If the tools used are not distinguished from the language, then chances are very big that said tools won’t be used correctly: Java EE deployables of 100 MB, because they did not understand that most libraries are provided by the platform; Spring applications deployed on a Java EE platform because they do not know the difference between a simple servlet container like Tomcat and JBoss or Glassfish etc. Not to mention they won’t have a clue about known bugs or really understand new, more complex, features.

Anyway, some years fly, somehow everything comes together and they now understand know the current version in and out and are productive for the company. On the other hand, it is not clear how come there is Java 9, but Java EE 8 just came out this year, shouldn’t it be the same version? Take the platform away, or ask them to look into alternatives and I think it will be very hard (yet, by most standards, they are far from the Junior level).

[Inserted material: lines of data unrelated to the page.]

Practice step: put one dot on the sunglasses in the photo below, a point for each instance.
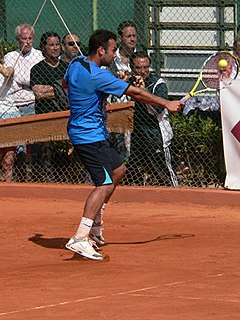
(72, 43)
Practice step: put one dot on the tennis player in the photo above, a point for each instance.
(88, 87)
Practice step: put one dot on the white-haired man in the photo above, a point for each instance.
(22, 60)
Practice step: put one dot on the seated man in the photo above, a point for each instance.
(152, 134)
(47, 73)
(70, 47)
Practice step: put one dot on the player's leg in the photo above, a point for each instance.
(117, 174)
(97, 159)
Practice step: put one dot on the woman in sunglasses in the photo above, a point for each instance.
(70, 47)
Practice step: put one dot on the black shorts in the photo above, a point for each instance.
(100, 159)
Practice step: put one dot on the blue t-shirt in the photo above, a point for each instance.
(88, 89)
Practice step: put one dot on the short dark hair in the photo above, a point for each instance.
(100, 38)
(68, 34)
(236, 43)
(138, 54)
(125, 24)
(46, 35)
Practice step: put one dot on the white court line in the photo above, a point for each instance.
(131, 292)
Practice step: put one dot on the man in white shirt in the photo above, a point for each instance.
(20, 93)
(22, 60)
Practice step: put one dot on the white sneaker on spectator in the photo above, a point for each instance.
(96, 235)
(83, 247)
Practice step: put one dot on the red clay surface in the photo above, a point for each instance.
(174, 254)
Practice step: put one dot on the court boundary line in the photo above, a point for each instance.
(129, 292)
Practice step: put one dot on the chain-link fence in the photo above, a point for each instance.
(162, 150)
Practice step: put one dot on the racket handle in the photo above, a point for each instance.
(184, 99)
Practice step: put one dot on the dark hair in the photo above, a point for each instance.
(45, 36)
(100, 38)
(138, 54)
(65, 36)
(236, 42)
(125, 24)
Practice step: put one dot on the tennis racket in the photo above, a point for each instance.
(217, 72)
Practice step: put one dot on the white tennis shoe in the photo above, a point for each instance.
(96, 235)
(84, 247)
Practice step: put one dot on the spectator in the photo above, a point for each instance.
(46, 78)
(47, 73)
(152, 135)
(70, 47)
(7, 110)
(127, 37)
(22, 60)
(236, 47)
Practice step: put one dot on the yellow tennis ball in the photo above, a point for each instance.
(222, 64)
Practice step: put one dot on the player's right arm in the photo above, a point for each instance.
(146, 97)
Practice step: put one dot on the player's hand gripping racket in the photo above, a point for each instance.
(217, 72)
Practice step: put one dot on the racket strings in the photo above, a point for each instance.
(213, 76)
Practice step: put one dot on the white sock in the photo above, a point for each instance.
(98, 222)
(84, 228)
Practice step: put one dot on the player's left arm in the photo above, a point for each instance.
(146, 97)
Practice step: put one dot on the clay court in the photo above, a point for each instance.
(171, 254)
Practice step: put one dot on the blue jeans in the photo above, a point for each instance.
(27, 109)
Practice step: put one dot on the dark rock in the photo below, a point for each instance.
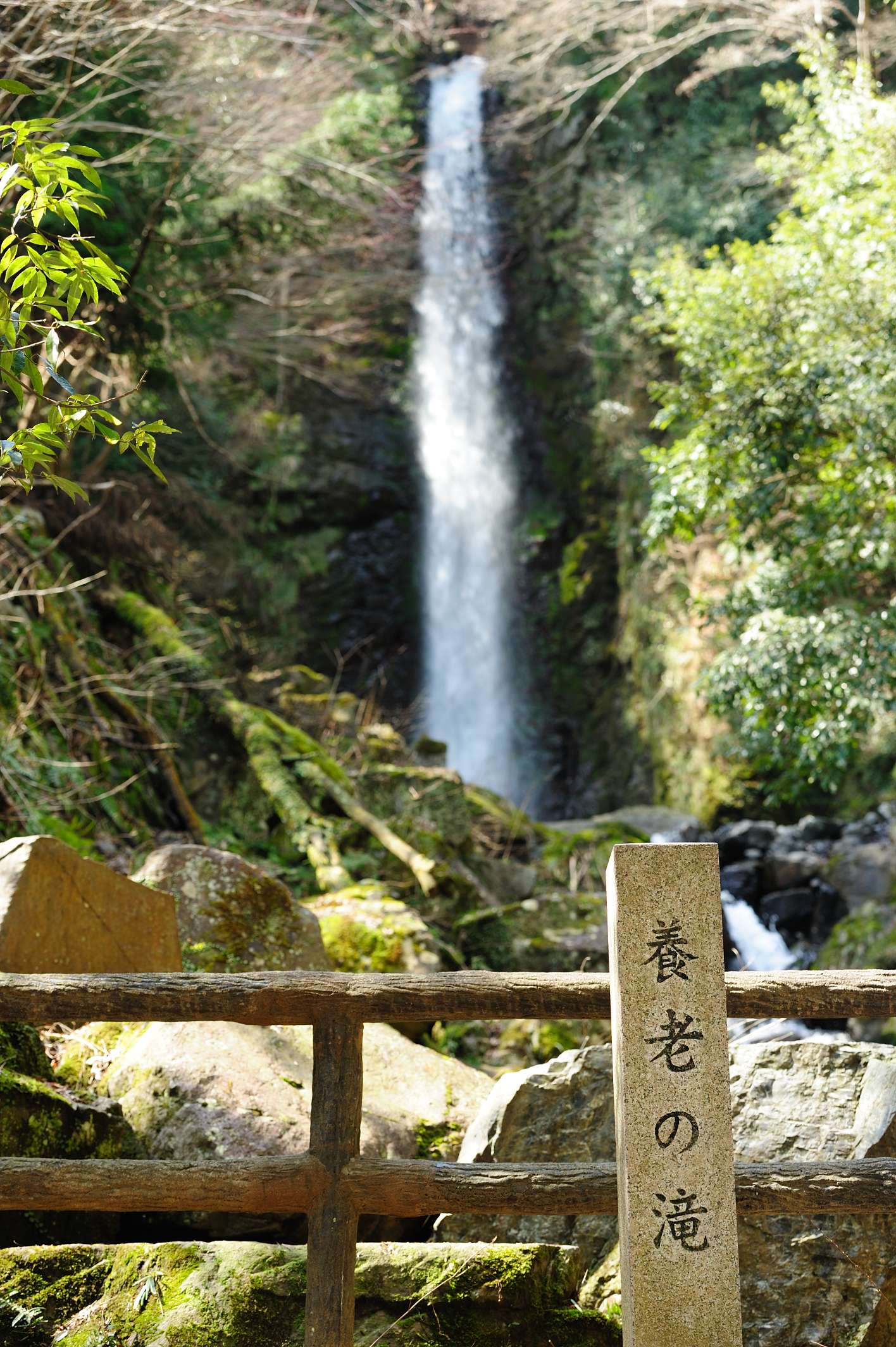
(810, 911)
(788, 869)
(743, 880)
(791, 911)
(872, 827)
(735, 839)
(814, 829)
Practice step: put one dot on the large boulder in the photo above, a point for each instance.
(804, 1280)
(233, 917)
(367, 930)
(252, 1295)
(864, 872)
(63, 913)
(231, 1090)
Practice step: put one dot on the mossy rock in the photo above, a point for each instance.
(417, 799)
(251, 1295)
(366, 930)
(233, 917)
(21, 1049)
(554, 931)
(45, 1120)
(864, 939)
(40, 1118)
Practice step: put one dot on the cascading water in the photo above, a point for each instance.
(465, 446)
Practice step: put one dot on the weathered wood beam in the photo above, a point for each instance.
(333, 1218)
(302, 997)
(415, 1187)
(264, 1186)
(420, 1187)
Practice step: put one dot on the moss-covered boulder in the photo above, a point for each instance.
(231, 1090)
(249, 1295)
(39, 1117)
(367, 930)
(233, 917)
(21, 1049)
(44, 1118)
(417, 801)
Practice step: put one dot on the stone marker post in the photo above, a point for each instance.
(674, 1153)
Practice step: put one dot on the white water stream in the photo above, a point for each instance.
(762, 950)
(465, 446)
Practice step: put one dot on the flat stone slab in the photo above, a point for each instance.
(63, 913)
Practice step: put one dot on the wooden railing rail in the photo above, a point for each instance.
(414, 1187)
(382, 997)
(333, 1183)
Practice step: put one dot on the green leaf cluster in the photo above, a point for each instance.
(782, 437)
(49, 271)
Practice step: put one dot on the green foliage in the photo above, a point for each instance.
(783, 438)
(50, 271)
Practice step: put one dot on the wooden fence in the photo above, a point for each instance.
(332, 1182)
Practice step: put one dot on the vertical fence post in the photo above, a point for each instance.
(674, 1152)
(336, 1134)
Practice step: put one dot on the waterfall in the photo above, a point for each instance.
(762, 950)
(759, 949)
(465, 446)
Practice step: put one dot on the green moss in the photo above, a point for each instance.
(417, 801)
(88, 1049)
(38, 1120)
(21, 1048)
(360, 949)
(437, 1140)
(248, 1295)
(864, 939)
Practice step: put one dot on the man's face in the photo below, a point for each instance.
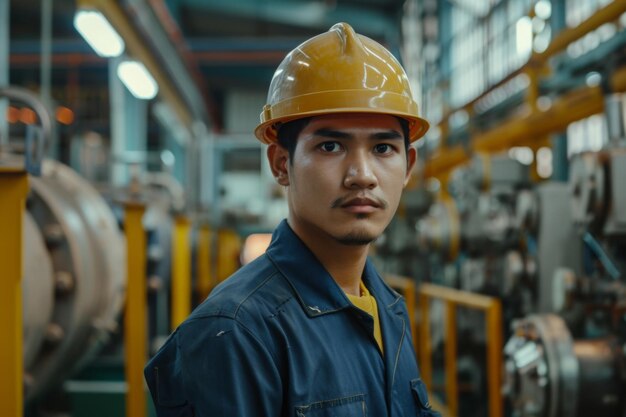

This is basically what is happening in the Java world. The others have exactly the same problem: Ruby On Rails is everywhere, how many actually know how to develop an application with Ruby? .NET is the dictator of the C# world, take it away (maybe it is enough to take Visual Studio away) and ask them to sketch a webapp with C#; PHP is hidden with Symphony or Laravel; Python with Django etc.

Don’t get me wrong, I am not saying anyone will ever have to write something from scratch, nobody will, it is just theory. All I am saying is that a clear understanding of the whole ecosystem is necessary. Knowing which is the basis and which is just a layer on top (and how it could be changed) is one of the keys for quality software.